Pro plan: P1 bot traffic passing WAF challenges at scale

Help
,
1

Current behavior

  • I’m seeing a bot/scraper/DDOS-style spike that ramps up fast.
  • In Vercel Firewall analytics, this traffic shows a high “challenge solved” rate and a large increase in Allowed requests.
  • If I set a rule to Deny the JA4 digest, it blocks legit users (it blocked me too), so I can’t leave it as Deny.
  • If I switch the JA4 rule to Challenge, it does not reduce the volume in a meaningful way.

Fingerprint involved:

  • JA4 digest: t13d1516h2_8daaf6152771_d8a2da3f94cd
  • UA often seen (spoofable and tends to rotate):
    Mozilla/5.0 (Macintosh; Intel Mac OS X 10_15_7) AppleWebKit/537.36 (KHTML, like Gecko) Chrome/139.0.0.0 Safari/537.36

Expected behavior

  • A challenge should materially reduce automated request volume or fail more often under automation.
  • I need a mitigation that works even when:
    • IPs rotate (residential/proxy style)
    • paths are highly variable
  • I also need guidance that avoids blocking legit traffic.

Code, configuration, and steps to reproduce

Vercel Firewall configuration

Plan: Pro
No Cloudflare in front. Traffic hits Vercel directly.

Managed protections:

  • AI Bots Managed Ruleset: Enabled

Custom rules (in order):

  1. Rule: Match JA4 digest
  • Condition: JA4 Digest == t13d1516h2_8daaf6152771_d8a2da3f94cd
  • Action tried:
    • Deny → blocks legitimate traffic (unacceptable)
    • Challenge → attacker still passes at high rate (like 20-50%, however attacker behavior is clearly automated)
  1. Attack Mode
  • Enabled during active spike (temporary, does not work)
  • Result: traffic still shows high “challenge solved” and Allowed requests remain high

Steps

  1. Observe traffic spike in firewall / observability.
  2. Create rule matching JA4 digest above.
  3. Set action to Challenge.
  4. (Optional) Enable Attack Mode during the spike.
  5. Observe that:
  • challenge solve rate stays high
  • Allowed request volume stays high
  1. Switch the rule to Deny and confirm it blocks legit users (so it’s not viable).
    Obviously you can’t follow these if you’re not attacked but I include them anyway

Evidence / data (include what you can)

Time window (ET): 12/18-12/19/25

Screenshots attached.

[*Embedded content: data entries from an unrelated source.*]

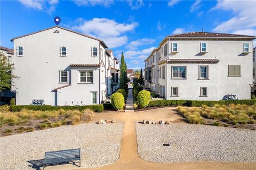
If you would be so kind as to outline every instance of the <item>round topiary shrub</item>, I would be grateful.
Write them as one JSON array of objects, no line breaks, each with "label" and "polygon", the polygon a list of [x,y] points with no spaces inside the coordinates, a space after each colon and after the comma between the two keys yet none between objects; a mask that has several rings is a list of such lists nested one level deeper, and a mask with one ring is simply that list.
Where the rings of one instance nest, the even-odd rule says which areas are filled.
[{"label": "round topiary shrub", "polygon": [[141,86],[137,86],[134,87],[133,89],[133,95],[135,96],[138,96],[139,92],[143,90],[143,87]]},{"label": "round topiary shrub", "polygon": [[145,108],[148,106],[150,101],[150,92],[147,90],[141,90],[138,95],[138,102],[140,106]]},{"label": "round topiary shrub", "polygon": [[111,103],[116,110],[123,110],[124,106],[124,98],[119,92],[115,92],[111,95]]},{"label": "round topiary shrub", "polygon": [[127,96],[126,96],[126,92],[125,91],[125,90],[124,90],[123,89],[119,89],[117,90],[116,92],[119,92],[123,95],[123,96],[124,96],[124,100],[125,100],[127,98]]}]

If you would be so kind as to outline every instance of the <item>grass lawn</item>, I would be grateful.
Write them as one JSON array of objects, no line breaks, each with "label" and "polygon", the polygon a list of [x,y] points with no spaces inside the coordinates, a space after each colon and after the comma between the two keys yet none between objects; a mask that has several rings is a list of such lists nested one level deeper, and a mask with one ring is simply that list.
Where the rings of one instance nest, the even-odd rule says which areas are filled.
[{"label": "grass lawn", "polygon": [[12,112],[0,111],[1,135],[30,132],[66,125],[76,125],[93,119],[94,113],[87,109],[78,110],[36,111],[25,109]]},{"label": "grass lawn", "polygon": [[256,105],[219,105],[202,107],[179,107],[187,122],[215,126],[256,129]]}]

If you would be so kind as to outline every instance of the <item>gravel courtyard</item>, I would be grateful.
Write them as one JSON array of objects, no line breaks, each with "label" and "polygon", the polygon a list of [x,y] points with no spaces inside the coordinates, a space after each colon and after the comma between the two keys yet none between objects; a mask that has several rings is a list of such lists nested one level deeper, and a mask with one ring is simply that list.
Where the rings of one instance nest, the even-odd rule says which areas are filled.
[{"label": "gravel courtyard", "polygon": [[109,164],[119,158],[123,123],[65,126],[0,138],[0,169],[34,169],[27,161],[45,151],[81,148],[81,167]]},{"label": "gravel courtyard", "polygon": [[[139,154],[148,161],[256,162],[256,131],[180,123],[135,125]],[[163,146],[168,142],[171,146]]]}]

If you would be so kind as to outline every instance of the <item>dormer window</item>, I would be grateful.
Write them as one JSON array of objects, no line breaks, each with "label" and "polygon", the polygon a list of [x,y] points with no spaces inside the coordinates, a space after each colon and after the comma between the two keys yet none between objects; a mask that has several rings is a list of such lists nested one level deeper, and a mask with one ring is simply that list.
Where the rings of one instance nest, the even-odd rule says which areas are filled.
[{"label": "dormer window", "polygon": [[201,53],[207,53],[206,52],[206,43],[201,43]]},{"label": "dormer window", "polygon": [[173,53],[178,52],[178,44],[177,43],[172,43],[172,52],[173,52]]},{"label": "dormer window", "polygon": [[21,47],[21,46],[18,47],[18,54],[19,56],[23,55],[23,47]]},{"label": "dormer window", "polygon": [[249,43],[244,43],[243,45],[243,53],[249,53]]},{"label": "dormer window", "polygon": [[61,49],[61,56],[66,56],[67,55],[67,48],[66,47],[62,47]]},{"label": "dormer window", "polygon": [[97,47],[93,47],[93,56],[98,56],[98,48]]}]

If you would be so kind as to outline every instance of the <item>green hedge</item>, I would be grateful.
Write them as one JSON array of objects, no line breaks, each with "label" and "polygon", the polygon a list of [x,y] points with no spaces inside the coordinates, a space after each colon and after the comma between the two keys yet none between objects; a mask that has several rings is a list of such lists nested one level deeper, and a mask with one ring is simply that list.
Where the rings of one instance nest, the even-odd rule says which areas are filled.
[{"label": "green hedge", "polygon": [[185,100],[159,100],[149,101],[148,107],[167,106],[185,106]]},{"label": "green hedge", "polygon": [[126,92],[125,90],[123,89],[119,89],[118,90],[117,90],[117,91],[116,92],[119,92],[121,94],[122,94],[123,96],[124,96],[125,100],[127,99]]},{"label": "green hedge", "polygon": [[104,110],[112,110],[114,109],[113,105],[111,103],[103,103],[102,105]]},{"label": "green hedge", "polygon": [[52,106],[51,105],[20,105],[12,106],[11,109],[13,112],[19,112],[22,109],[25,108],[28,110],[58,110],[60,109],[64,110],[78,110],[83,111],[87,108],[89,108],[95,112],[102,112],[103,110],[103,105],[93,105],[87,106]]},{"label": "green hedge", "polygon": [[124,107],[124,98],[119,92],[111,95],[111,103],[116,110],[123,110]]},{"label": "green hedge", "polygon": [[140,106],[145,108],[150,101],[150,92],[147,90],[141,90],[138,94],[138,102]]},{"label": "green hedge", "polygon": [[241,104],[252,105],[256,103],[256,100],[230,100],[220,101],[200,101],[187,100],[186,106],[189,107],[201,107],[202,105],[212,107],[215,104],[220,105],[229,105],[231,104]]}]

Comical. Note that I enabled bot protection after I took this screenshot. It had no effect.

Screenshot 2025-12-19 at 8.07.32 AM
Screenshot 2025-12-19 at 8.07.32 AM1920×1165 196 KB

Support case reference:

  • Vercel support case: 889321 - My case has only gotten one canned responses from a support agent who didn’t read it and didn’t put any effort to respond in.

Questions

  1. Is Vercel seeing an abnormal “challenge solved” rate for this JA4 digest?
  2. Is there a stronger mitigation when an actor can solve challenges at scale?
  3. What rate limiting approach works best here (key choice + safe starting thresholds) given rotating IPs and variable paths?
  4. Are there behavior/fingerprint controls beyond User-Agent that Vercel recommends?
  5. Can Vercel apply any managed blocks server-side for this pattern? This is a really sophisticated and expensive attack because it chews up resources.
5

Hi there, I see that there’s an ongoing support thread about this and our Support team experts are sharing solutions there. To avoid miscommunication or duplicates I’ll defer to them.

6

They closed my ticket and did not resolve the issue, then issued me a refund. It would be nice if someone from the Vercel team could actually address this.